Of the relatively few Hard Rock Hotels, then, five are in Southeast Asia – one each in Bali, Indonesia; Pattaya, Thailand; and Sentosa Island, Singapore. Two are found right here in Malaysia – in Batu Ferringhi, Penang and Desaru Coast, Johor.
The brand is built on a fun vibe, but a real ‘love for Mother Earth’ ethos has also been baked in right from the start.
Hard Rock continues to grow efforts to sustainably address waste, energy, and water, by driving operational improvements, engaging non-profit partners, and pursuing best practice collaborations with vendors. As part of an impact collaboration with global health leader Clean The World (CTW), participating Hard Rock Hotels will donate soap and bottled in-room amenities such as shampoo, conditioner, body wash, and lotion to create sanitized hygiene kits crafted with recycled materials.
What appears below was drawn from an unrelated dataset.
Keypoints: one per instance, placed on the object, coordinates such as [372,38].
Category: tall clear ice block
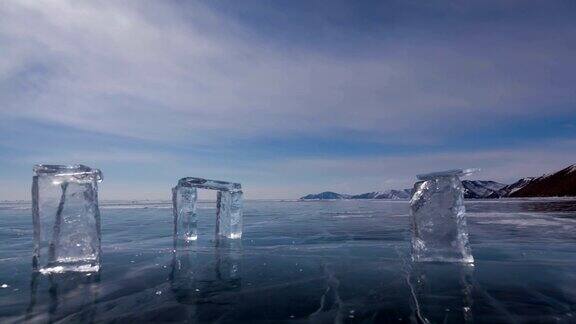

Getting this kind of top-down support from the brand has certainly made GM Murray Aitken’s passion for environmental issues far easier to put into action at HRHDC. But, as he shared, a key part of being sustainable is, well… sustaining it. To make a real impact, you can’t just put on a show once a year, tick the ‘feel-good’ boxes, and move on. You’ve got to do it every day, and keep at it.
And that’s why, after three years of visits, updates, and observations, it’s easy for us to see that the team at HRHDC – in ways both large and small – are genuinely walking the talk. They’re not making a lot of noise, they’re just making a little difference. Bit by bit, day by day. And that, according to Mr Aitken, is what the path to awareness and sustainability is all about.